Menu

PRINCIPAIS NOTÍCIAS SOBRE INTERNET E TECNOLOGIA

28/07/2015

Falha no Android permite invasão com apenas uma mensagem

Especialistas em segurança da empresa Zimperium dizem ter descoberto a “pior vulnerabilidade do Android na história do sistema”. A praga se espalha por mensagens MMS, que não precisam ser abertas para que o telefone seja comprometido. Ela afeta praticamente todos os smartphones com o sistema, independentemente da versão.

Quando a mensagem é recebida, um código é executado, dando a liberdade para que alguém mal intencionado tome o controle do seu celular, permitindo o roubo de dados, ou monitoramento remoto, como ativação da câmera ou microfone. Na prática, um cibercriminoso poderia fazer o que quisesse com seu smartphone e suas informações.

De acordo com Joshua Drake, pesquisador da Zimperium, o processo acontece antes mesmo de o usuário ser notificado de que recebeu uma mensagem, o que torna o bug ainda mais perigoso.

Tudo acontece por causa de uma vulnerabilidade no Hangouts, em um recurso criado para permitir a execução de vídeo. De forma resumida, o cibercriminoso “esconde” um malware com o vídeo e o envia para o seu número de celular. O aparelho processa a mensagem e ativa a vulnerabilidade.
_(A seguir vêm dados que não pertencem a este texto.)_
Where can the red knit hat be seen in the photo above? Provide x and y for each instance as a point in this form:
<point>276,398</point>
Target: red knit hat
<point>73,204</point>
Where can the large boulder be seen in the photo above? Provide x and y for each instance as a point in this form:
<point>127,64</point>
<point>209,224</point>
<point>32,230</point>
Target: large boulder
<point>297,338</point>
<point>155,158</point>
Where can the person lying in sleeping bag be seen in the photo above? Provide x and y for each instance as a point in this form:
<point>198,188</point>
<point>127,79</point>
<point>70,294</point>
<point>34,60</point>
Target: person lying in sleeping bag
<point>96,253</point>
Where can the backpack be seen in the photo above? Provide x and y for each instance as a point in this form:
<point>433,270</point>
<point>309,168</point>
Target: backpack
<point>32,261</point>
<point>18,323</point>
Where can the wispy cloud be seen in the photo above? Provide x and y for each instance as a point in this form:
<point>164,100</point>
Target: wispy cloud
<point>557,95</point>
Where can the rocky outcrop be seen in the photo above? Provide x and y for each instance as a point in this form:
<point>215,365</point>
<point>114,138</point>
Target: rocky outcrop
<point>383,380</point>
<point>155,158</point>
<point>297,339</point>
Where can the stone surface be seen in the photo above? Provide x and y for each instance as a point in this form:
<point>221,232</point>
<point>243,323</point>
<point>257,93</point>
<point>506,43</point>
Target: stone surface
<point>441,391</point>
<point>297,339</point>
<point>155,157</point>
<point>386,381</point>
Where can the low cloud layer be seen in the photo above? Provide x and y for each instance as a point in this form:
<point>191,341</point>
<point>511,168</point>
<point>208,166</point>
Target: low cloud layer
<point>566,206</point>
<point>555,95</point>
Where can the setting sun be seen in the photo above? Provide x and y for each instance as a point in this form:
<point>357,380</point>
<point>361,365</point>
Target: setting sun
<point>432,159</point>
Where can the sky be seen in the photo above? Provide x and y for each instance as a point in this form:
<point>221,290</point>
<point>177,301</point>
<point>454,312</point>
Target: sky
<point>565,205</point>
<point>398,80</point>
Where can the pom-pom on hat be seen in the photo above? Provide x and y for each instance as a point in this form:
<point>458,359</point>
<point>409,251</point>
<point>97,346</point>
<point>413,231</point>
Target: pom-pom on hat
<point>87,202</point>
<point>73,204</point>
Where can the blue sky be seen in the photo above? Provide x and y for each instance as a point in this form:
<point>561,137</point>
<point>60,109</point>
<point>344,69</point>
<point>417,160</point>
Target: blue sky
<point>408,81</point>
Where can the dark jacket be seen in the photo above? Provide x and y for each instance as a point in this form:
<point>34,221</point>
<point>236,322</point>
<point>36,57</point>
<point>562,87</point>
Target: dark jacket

Isso acontece porque o Hangouts processa instantaneamente os vídeos recebidos por MMS e os salva na galeria para facilitar a vida do usuário na hora de executá-los, mas é isso que abre a brecha para o ataque. Se você não usa o Hangouts, e utiliza o app de Mensagens padrão do sistema, a mesma falha ainda é válida, mas ela só se manifesta quando a mensagem é exibida.Felizmente, não há relatos de pessoas afetadas pelo problema. O Google já reconheceu a falha e a classificou como de “alta prioridade”, por permitir execução de código remoto e acesso local ao sistema. A empresa já está se mexendo para solucionar o problema.

A questão é como essa solução será feita. Como já se sabe, atualizações do sistema normalmente têm muitos intermediários, causando demora na distribuição de updates. No caso de uma falha grave de segurança, essa característica do Android é especialmente perigosa.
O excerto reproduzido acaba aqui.